2. La Commissione, nella prima seduta, elegge il Presidente, due vicepresidenti e due segretari.
3. La Commissione conclude i propri lavori entro quattro mesi dalla data della sua costituzione e presenta al Parlamento, entro i successivi due mesi, la relazione finale sulle indagini da essa svolte.


Art. 3.
(Poteri e limiti)


1. La Commissione procede alle indagini e agli esami con gli stessi poteri e le stesse limitazioni dell'autorità giudiziaria.
2. La Commissione ha facoltà di acquisire copie di atti e documenti relativi a procedimenti e inchieste in corso presso l'autorità giudiziaria o altri organismi inquirenti, nonché copie di atti e documenti relativi a indagini e inchieste parlamentari, anche se coperti dal segreto. In tale ultimo caso, la Commissione garantisce il mantenimento del regime di segretezza.
3. Per i fatti oggetto dell'inchiesta parlamentare, non è opponibile alla Commissione il segreto di Stato, né quello d'ufficio, professionale e bancario.
4. Per le testimonianze rese davanti alla Commissione si applicano le disposizioni degli articoli 366 e 372 del codice penale.
5. La Commissione stabilisce quali atti e documenti non debbano essere divulgati, anche in relazione ad esigenze attinenti ad altre istruttorie o inchieste in corso.

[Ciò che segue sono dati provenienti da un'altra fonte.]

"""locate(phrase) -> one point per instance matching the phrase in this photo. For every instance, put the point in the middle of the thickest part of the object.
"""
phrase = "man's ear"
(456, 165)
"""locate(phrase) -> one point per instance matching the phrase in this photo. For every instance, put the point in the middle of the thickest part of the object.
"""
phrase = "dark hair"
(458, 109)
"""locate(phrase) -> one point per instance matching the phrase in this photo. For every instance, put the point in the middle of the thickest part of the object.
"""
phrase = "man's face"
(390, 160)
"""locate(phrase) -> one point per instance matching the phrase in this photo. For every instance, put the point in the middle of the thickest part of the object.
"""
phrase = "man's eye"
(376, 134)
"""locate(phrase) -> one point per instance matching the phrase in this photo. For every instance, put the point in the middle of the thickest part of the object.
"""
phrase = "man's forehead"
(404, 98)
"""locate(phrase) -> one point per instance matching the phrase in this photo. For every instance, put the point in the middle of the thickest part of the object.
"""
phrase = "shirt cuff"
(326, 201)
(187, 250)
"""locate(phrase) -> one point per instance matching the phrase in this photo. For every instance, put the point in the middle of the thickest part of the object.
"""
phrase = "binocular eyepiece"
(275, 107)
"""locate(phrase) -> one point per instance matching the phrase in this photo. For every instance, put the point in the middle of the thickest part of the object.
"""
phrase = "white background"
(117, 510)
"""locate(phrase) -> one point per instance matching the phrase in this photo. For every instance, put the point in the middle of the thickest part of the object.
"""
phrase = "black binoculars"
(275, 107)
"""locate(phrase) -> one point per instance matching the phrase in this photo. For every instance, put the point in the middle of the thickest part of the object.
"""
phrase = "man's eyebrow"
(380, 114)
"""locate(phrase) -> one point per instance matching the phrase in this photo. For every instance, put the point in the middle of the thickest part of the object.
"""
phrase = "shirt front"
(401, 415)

Devono in ogni caso essere coperti dal segreto gli atti e i documenti attinenti a procedimenti giudiziari nella fase delle indagini preliminari.


Art. 4.
(Obbligo del segreto)


1. I componenti la Commissione, il personale addetto alla stessa ed ogni altra persona che collabora con la Commissione o compie o concorre a compiere atti di inchiesta, oppure ne viene a conoscenza per ragioni di ufficio o di servizio, sono obbligati al segreto per tutto quanto riguarda gli atti e i documenti di cui all'articolo 3, commi 2 e 5.
2. Salvo che il fatto costituisca più grave reato, la violazione dell'obbligo di cui al comma 1, nonché la diffusione in tutto o in parte di atti o documenti funzionali al procedimento di inchiesta dei quali è stata vietata la divulgazione, sono punite ai sensi dell'articolo 326 del codice penale.


Art. 5.
(Organizzazione dei lavori)


1. La Commissione, prima dell'inizio dei lavori, adotta il proprio regolamento interno a maggioranza assoluta dei suoi componenti.
2. Le sedute sono pubbliche; tuttavia, la Commissione può deliberare, a maggioranza semplice, di riunirsi in seduta segreta.
3. La Commissione può avvalersi direttamente dell'opera di agenti e ufficiali di polizia giudiziaria.
4. Per l'espletamento delle sue funzioni, la Commissione fruisce di personale, locali, e strumenti operativi messi a disposizione dai Presidenti delle Camere, d'intesa tra loro.
5. Le spese per il funzionamento della Commissione sono ripartite in parti uguali tra la Camera dei deputati e il Senato della Repubblica e sono poste a carico dei rispettivi bilanci interni.


Art. 6.
(Entrata in vigore)


1. La presente legge entra in vigore il giorno successivo a quello della sua pubblicazione nella Gazzetta Ufficiale.